Lewis and Sayers wrote one another, quite a lot it turns out. I have never sat down with all of the Lewis or Sayers letters to collect their correspondence and read it front to back to see what I could find, but someone now has and she has made a splendid, charming book of it.
A book like this must be read and not summarized too much for others, for it is the subtle detail and the telling line and the special (unknown to me) stories that give this book its special character, and character it has. So, just a few observations.
Sayers was never an Inkling. She could have held her own with any of them. Like Lewis, but unlike Tolkien, she was enraptured by Williams, whose sick behaviors were not known by them at the time.
Both Sayers and Lewis have odd elements to their biographies, Sayers with a son raised by another and Lewis with sexual fantasies barely known (George Sayer has some of this).
Image: Cover Photo
Sayers was more committed to the art form than Lewis, and in her correspondence with Lewis they engaged rather fiercely over how art and impact were to be related. She had little desire to be a “Christian” storyteller as she wanted her stories to be the stories they should be.
If you write about Lewis or Sayers forget being able to quote either of their letters or works at length, so this book has only some of the correspondence.
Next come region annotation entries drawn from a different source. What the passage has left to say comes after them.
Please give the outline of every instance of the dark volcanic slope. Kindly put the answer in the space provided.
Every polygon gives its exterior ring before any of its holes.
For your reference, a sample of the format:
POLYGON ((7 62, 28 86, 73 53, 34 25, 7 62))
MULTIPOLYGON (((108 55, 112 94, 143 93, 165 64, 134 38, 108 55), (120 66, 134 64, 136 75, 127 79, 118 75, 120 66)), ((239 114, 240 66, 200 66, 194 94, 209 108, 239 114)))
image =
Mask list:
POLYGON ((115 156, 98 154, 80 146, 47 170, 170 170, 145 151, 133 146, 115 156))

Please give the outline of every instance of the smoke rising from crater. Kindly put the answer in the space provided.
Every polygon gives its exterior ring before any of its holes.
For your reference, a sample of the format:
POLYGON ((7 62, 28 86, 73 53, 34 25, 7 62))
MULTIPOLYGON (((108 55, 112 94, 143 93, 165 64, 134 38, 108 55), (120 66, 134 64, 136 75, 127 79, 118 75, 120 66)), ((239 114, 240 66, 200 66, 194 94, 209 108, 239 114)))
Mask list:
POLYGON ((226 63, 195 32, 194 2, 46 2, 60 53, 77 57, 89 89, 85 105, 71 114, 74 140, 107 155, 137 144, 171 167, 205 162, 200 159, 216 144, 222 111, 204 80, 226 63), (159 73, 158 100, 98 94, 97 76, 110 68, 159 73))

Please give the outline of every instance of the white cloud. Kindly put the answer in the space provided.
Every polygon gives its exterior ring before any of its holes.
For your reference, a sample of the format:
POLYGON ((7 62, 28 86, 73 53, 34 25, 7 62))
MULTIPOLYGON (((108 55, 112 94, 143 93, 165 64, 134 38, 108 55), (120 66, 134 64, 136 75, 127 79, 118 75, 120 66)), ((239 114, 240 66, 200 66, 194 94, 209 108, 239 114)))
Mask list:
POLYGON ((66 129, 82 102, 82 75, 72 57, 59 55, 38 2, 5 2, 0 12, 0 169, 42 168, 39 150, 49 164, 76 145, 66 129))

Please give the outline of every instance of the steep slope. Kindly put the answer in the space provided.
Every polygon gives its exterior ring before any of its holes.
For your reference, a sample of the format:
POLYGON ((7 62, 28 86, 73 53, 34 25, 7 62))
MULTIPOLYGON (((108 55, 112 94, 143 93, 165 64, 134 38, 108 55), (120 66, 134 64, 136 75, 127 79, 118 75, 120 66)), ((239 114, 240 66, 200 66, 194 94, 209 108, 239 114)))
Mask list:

Dalfonozo must summarize or pay a very hefty price, so she summarizes – and summarizes well. I’ve gone to my editions of the letters because of her summaries already.
Lewis was a chauvinist. Yes, to be sure, his mother died when young, he went to all-boys schools and was at Oxford among mostly males and his friends were almost all males, and his relationship with Mrs. Moore was hardly anything that would drive out his chauvinism. But Lewis changed and one of the highlights – if not THE highlight of Dalfonzo’s book – was the transformation in his attitude toward women because of Sayers’ relationship with him. Some of the stories later in the book are very moving and have made me adjust my own understanding of Lewis’ biography.
As The Inklings began to fall apart Sayers became Lewis’ intellectual friend, and then personal friend, and I gotta tell you as I was reading this I wondered if they might have developed more spark had not Joy Davidman came along. This, too, is for me a major highlight of Dalfonzo’s book: I had no idea how much they corresponded and what such a rich friendship developed.
When Lewis learned that Dorothy Sayers had died he cried, and Douglas Gresham said it was the first time he saw his stepfather cry. Lewis loved Sayers.